CSF-1 is a growth factor that selectively promotes the proliferation, survival, and differentiation of cells of the mononuclear phagocyte series. As part of a study on the role of cytokine and hematopoietic growth factors in central nervous system (CNS) development and inflammation, we examined the expression of CSF-1 in dissociated glial cells cultured from human fetal CNS tissue. CSF-1 mRNA and protein were constitutively expressed by astrocytes.

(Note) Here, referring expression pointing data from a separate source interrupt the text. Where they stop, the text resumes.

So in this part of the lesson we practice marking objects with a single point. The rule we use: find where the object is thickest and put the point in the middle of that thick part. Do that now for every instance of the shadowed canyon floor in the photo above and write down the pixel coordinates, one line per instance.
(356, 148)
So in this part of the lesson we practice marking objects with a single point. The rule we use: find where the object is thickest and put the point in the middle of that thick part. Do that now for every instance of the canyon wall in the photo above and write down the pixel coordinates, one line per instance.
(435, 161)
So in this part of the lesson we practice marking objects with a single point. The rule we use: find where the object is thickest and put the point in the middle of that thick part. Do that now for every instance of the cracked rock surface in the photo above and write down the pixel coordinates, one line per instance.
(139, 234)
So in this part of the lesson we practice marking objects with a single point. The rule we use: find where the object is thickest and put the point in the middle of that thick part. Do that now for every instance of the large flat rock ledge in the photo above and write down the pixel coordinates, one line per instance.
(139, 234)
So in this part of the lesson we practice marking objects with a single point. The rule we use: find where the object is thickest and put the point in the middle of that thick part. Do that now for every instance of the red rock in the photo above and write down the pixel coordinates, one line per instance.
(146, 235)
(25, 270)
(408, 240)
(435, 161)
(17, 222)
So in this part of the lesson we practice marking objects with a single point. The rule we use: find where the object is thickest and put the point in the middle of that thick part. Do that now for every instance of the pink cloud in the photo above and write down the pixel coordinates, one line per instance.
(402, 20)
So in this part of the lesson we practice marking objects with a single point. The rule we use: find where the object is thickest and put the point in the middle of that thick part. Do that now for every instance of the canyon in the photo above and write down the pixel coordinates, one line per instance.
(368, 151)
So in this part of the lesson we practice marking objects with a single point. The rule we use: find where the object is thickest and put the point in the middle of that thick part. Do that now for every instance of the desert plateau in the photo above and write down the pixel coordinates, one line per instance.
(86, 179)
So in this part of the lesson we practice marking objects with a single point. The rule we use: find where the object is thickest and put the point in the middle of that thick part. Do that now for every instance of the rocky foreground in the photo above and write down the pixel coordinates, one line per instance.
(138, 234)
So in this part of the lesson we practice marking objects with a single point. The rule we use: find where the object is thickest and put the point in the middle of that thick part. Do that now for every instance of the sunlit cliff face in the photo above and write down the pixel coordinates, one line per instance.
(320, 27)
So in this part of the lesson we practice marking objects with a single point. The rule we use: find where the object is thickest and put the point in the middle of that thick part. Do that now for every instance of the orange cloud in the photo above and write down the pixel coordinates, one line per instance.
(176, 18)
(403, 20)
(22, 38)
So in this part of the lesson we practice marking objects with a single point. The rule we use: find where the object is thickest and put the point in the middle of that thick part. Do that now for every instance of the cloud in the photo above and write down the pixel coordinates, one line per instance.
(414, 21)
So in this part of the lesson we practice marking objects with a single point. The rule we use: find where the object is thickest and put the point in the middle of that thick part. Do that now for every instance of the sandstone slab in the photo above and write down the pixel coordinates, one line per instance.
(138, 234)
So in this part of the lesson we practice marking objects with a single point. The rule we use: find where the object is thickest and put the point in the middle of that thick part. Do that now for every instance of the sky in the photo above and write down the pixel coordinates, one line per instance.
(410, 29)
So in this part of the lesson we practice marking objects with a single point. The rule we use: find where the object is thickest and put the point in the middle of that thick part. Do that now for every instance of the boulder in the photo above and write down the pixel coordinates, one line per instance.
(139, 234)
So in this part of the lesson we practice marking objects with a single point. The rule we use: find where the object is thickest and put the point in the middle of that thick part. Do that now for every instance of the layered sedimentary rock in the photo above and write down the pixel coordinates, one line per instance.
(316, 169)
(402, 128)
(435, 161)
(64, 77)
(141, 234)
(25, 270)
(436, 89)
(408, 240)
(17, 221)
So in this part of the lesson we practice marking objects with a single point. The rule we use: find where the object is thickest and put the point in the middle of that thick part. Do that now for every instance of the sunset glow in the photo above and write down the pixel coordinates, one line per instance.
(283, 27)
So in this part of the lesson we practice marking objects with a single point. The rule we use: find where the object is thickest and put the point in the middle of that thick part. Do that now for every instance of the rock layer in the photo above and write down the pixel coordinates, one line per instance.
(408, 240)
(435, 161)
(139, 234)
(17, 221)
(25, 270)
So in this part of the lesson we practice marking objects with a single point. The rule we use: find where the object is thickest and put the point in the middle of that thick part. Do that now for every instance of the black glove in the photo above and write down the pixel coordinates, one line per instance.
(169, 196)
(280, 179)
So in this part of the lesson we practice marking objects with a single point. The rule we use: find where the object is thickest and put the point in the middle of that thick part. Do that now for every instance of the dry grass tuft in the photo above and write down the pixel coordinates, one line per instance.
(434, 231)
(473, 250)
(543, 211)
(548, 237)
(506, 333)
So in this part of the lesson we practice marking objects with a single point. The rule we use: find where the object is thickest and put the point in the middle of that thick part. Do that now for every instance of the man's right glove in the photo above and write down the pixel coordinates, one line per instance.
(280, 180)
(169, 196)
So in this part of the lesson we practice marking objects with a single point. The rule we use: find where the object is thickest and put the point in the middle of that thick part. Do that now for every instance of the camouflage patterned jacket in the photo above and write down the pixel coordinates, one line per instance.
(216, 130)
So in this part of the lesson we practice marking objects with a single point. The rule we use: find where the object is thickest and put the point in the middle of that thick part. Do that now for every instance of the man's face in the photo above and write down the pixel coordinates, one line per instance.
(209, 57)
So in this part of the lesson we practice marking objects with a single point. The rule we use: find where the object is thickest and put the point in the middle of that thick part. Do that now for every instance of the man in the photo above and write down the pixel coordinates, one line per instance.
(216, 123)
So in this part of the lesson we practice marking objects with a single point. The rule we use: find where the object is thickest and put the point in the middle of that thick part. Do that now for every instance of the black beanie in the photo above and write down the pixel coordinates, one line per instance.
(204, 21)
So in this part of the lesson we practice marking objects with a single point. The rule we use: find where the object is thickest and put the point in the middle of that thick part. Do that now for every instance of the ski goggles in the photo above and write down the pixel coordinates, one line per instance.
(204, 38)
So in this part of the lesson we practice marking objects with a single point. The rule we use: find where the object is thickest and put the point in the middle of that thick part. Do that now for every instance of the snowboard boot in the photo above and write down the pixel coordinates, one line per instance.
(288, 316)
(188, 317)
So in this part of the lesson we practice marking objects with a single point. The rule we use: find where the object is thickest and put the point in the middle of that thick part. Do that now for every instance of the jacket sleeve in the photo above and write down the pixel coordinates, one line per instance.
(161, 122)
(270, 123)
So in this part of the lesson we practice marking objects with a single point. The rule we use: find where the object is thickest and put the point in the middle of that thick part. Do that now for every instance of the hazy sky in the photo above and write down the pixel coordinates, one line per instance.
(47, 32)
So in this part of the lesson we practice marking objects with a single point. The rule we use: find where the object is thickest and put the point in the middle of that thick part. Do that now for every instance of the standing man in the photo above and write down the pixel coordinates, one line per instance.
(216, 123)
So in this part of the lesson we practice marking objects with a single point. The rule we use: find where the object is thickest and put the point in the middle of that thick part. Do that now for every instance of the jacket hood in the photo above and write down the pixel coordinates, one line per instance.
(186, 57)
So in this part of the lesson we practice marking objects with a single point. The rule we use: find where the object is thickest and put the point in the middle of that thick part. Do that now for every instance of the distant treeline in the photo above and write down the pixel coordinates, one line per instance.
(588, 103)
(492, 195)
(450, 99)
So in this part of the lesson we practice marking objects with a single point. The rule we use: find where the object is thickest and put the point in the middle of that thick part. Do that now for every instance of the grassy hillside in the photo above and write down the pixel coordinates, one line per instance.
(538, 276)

The steady state level of CSF-1 mRNA was markedly up-regulated by both IL- 1β and TNF-α in a time- and dose-dependent manner, whereas only a minimal increase was detected after stimulation with LPS. In unstimulated astrocyte cultures, CSF-1 protein levels gradually increased to 3.5-fold base-line values by 96 h and were significantly increased by all three stimulants in the order of IL-1 ≥ TNF > LPS. Low levels of CSF-1 mRNA and protein were also detected in unstimulated microglia cultures. In contrast to astrocyte cultures, CSF-1 mRNA and protein increased significantly after stimulation with LPS, but changed only minimally after exposure to TNF-α or IL-1β. The effect of CSF-1 on cell proliferation, morphology, and class II MHC Ag expression was determined in highly enriched cultures of microglia and astrocytes. Microglia treated with CSF-1 showed a modest level of proliferation and differentiation into rod-shaped cells, whereas neither cell number nor shape was changed in astrocyte cultures. Interestingly, marked inhibition of both basal and IFNγ-induced class II MHC Ag expression was observed in microglial cells cultured in the presence of CSF-1, whereas no effect was detected in astrocytes. These results suggest the possibility that in situ production of CSF-1 in the CNS may regulate normal glial cell development and contribute to the immunologic status of the CNS through the down-regulation of class II MHC expression.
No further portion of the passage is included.